I have programmed REAL COUNTRY in Pennsylvania for 15 years....The average
listeners do not know the difference or do they care so long as you deliver
the news ; weather and are INVOLVED with your community.

I like your comments and they HOLD very true to the small station owner/operator! Also you said what I’ve been trying to explain to these 60’s Oldies knuckle head fans over & over, afraid of tying something new.
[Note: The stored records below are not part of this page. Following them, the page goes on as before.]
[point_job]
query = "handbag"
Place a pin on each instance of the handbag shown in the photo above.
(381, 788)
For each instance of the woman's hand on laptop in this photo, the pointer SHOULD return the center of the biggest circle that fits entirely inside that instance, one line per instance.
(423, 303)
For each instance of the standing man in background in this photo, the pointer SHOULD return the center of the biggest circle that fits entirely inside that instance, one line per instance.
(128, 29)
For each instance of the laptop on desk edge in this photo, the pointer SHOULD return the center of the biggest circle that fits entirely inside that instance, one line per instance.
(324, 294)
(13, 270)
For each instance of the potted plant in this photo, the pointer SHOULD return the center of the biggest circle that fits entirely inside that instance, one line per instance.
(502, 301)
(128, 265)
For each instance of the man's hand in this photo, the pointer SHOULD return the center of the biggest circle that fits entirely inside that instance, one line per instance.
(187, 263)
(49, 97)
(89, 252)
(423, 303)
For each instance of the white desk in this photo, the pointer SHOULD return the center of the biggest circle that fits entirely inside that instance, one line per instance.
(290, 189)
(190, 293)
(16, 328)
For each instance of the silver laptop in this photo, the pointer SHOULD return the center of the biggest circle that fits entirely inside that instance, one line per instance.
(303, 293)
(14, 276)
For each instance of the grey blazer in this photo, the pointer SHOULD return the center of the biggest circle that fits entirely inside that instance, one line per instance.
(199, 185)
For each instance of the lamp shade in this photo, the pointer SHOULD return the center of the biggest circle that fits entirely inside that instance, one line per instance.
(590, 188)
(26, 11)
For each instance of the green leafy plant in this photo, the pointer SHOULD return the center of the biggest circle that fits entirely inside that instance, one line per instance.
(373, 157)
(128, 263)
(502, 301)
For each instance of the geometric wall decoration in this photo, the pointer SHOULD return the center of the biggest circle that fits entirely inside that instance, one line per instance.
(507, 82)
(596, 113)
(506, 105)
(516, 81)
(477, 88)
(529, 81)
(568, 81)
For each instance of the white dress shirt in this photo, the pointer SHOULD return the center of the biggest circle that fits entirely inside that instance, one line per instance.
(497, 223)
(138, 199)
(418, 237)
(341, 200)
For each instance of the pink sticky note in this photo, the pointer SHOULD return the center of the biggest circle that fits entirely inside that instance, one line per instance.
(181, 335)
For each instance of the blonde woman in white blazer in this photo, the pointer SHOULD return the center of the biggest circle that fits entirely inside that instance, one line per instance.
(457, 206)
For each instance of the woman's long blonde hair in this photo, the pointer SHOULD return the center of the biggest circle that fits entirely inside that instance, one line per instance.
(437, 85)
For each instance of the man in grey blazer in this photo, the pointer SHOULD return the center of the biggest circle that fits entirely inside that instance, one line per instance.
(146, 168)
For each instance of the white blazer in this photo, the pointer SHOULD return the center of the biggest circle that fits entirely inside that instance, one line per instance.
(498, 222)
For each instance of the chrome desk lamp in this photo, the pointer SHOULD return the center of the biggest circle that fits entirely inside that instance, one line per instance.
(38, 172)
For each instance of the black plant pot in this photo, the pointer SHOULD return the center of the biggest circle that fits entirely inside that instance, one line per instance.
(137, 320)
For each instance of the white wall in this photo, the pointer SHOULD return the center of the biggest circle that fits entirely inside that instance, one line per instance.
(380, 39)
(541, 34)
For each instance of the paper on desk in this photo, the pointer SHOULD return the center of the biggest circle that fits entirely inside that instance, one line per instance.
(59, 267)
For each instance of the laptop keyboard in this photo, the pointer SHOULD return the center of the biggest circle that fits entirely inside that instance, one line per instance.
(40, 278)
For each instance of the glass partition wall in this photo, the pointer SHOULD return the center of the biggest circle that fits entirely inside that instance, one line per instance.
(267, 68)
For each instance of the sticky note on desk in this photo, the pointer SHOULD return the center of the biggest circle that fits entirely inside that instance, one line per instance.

Nothing against 60’s Oldies, I like the music too, but back in 2002, I got so sick of 96.3 playing the same 400 titles over & over, and people believing that Westwood One’s “SuperGold” show (that was aired on Saturday Nights for a long time in this market) was a locally oriented program!
 
ROCKO11 said:
romer979fm said:
Tenn Radio Boy said:
Radio industry has killed the medium, so 40 plus people like me have discovered other choices.

then may I politely ask why you're posting on a radio board?

Hold up a mintue Chris,

no offense Scott, but that wasn't directed at you: I was just curious as to why TN RADIO BOY
would come to a radio board to praise IPODS. that's all...and I'm not questioning his points or
right to ask...just the location. and thanks for the history lesson...but I'm aware of the ins/outs of
format changes.
 
romer979fm said:
ROCKO11 said:
romer979fm said:
Tenn Radio Boy said:
Radio industry has killed the medium, so 40 plus people like me have discovered other choices.

then may I politely ask why you're posting on a radio board?

Hold up a mintue Chris,

no offense Scott, but that wasn't directed at you: I was just curious as to why TN RADIO BOY
would come to a radio board to praise IPODS. that's all...and I'm not questioning his points or
right to ask...just the location. and thanks for the history lesson...but I'm aware of the ins/outs of
format changes.

Chris,
People get in such a tissy when a station changes format. I don't see them act like that when they go to McDonalds and they don't offer thier favorite burger any longer.
They act like it's the end of the world when a station changes.